Endres has had a fascination with trains from his early childhood, when it was popular to associate model trains with Christmastime.
“You ran it. You were in control of this device that you operated from a distance,” he said.
Endres’ fascination in early trains led to interests in other subjects like writing and history, and he said it has the chance to do that for other children visiting the exhibit as well.
“Any fascination can be an entree into all kinds of different worlds,” Endres said.
Though the main focus of this exhibit revolves around the toys and games in the room, the photos on the wall make a huge contribution to this experience as well.
The photos featured on the walls of this exhibit were taken by Sol Goldberg, who was an Ithaca Journal photographer. Most of the pictures featured are from the 1960s, featuring people during leisure and at play, mostly at spontaneous moments.
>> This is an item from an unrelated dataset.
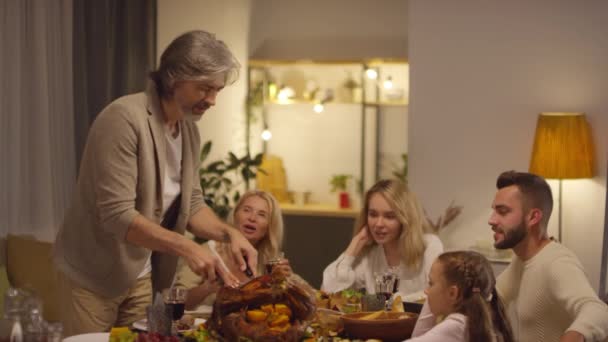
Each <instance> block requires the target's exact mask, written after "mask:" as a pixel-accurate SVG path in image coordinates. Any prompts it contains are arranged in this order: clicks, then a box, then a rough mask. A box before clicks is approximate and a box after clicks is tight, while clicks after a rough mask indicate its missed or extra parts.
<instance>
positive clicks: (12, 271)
mask: <svg viewBox="0 0 608 342" xmlns="http://www.w3.org/2000/svg"><path fill="white" fill-rule="evenodd" d="M52 249H53V244H52V243H50V242H43V241H38V240H36V239H34V238H33V237H31V236H18V235H8V237H7V241H6V269H7V275H8V281H9V283H10V284H11V286H13V287H17V288H23V289H27V290H30V291H33V292H34V293H35V294H36V295H37V296H38V297H39V298H40V299H41V301H42V305H43V312H42V313H43V316H44V319H45V320H47V321H49V322H57V321H59V319H60V316H59V315H60V311H59V291H58V285H57V284H58V282H57V273H56V271H55V266H54V264H53V260H52V257H51V251H52Z"/></svg>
“He was a real true photojournalist, his idea was to capture moments in time, to let pictures tell their own stories,” she said. “Because this is all about toys and play, we tried to pick Sol Goldberg’s images that were the most playful, the most whimsical, the things that highlighted fun moments in time.”
When leaving the exhibit, Eschenbrenner wants kids to walk away with a sense of connection to the people who have come before them, and she said the toys and the play involved can help do that.
“One of the things that we wanted to highlight is the difference between play say 100 years ago and play now. I think it’s important for kids to learn that, you know, toys change and toys really don’t,” she said. “I want kids to see that what they do is very much in line with what their parents did, their grandparents did, they’re great grandparents. Kids are kids, even all of us who are older kids and in our hearts.”